Layer One: Automatic Query Scoping
Every database query in CrescendPOS is automatically scoped to the active tenant. This isn't something developers need to remember every time they write code — it's built into the framework. Every query that runs is automatically filtered: "only show data belonging to this tenant."
This means that even if there's a bug in our code, a query will never return data from another tenant — because the tenant filter is applied at a level deeper than regular application code.
Layer Two: URL-Based Tenant Resolution
Every business has a unique URL: /tenants/your-business-name/*. The tenant is determined from this URL before any code runs. This means there's no way to "break into" another tenant — you can only access data matching the tenant in your URL.
Layer Three: Layered Authentication
There are four authentication layers, each protecting a different access level:
- Devise (email + password): For admin and dashboard access
- Cashier PIN: For POS access at the operational level
- 2FA (TOTP): Optional but can be enforced per tenant — for extra security
- API Bearer Token: For integrations — each token is tied to a single tenant
Each layer is designed for its specific usage context. Admins use strong passwords. Cashiers use fast PINs. APIs use tokens that can be revoked at any time.
Layer Four: Audit Trail
Every sensitive data change — menu updates, transaction voids, price changes — is recorded in an audit log. The log captures who made the change, when, and what changed. These audit logs are also tenant-scoped — business A's logs cannot be viewed by business B.
What We Don't Do
We can't see your cashier PINs. PINs are hashed with bcrypt. Even our developers can't read them from the database.

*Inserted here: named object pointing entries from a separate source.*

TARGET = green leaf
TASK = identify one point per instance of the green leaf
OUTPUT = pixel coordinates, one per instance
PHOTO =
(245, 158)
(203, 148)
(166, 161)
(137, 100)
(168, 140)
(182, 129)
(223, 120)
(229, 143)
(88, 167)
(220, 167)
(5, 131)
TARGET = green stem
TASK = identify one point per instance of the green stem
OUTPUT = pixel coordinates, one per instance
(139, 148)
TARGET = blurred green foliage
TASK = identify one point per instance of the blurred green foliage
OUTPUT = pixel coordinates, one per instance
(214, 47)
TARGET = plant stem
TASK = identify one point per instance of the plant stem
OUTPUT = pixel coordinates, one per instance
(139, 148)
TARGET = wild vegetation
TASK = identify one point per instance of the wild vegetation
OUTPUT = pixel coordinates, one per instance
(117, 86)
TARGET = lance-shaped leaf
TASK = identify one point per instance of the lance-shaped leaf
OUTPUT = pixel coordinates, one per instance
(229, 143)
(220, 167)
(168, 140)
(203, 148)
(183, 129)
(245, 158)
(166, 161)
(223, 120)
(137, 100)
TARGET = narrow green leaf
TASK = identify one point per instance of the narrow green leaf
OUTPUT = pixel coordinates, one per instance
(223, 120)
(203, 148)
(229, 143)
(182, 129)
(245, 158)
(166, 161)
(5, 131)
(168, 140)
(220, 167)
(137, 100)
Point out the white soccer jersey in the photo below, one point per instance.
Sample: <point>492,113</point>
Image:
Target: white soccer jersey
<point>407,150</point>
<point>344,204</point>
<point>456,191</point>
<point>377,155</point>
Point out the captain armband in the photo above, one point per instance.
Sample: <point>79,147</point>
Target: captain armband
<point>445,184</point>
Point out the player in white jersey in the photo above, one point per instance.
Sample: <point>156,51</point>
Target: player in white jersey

We don't access your business data without reason. Access to tenant data only happens for legitimate debugging — and even that is logged.
We don't share data between tenants. There's no "industry benchmarking" feature that uses other tenants' data. Your data belongs to you.
Why This Matters to You
As a business owner, your sales data is sensitive. Menu prices, sales volume, margins — this is information your competitors shouldn't have. In a multi-tenant system, the guarantee that this data is isolated isn't a nice-to-have — it's fundamental.
We built this security not as a marketable feature — but as a non-negotiable foundation. Because user trust is the basis of everything.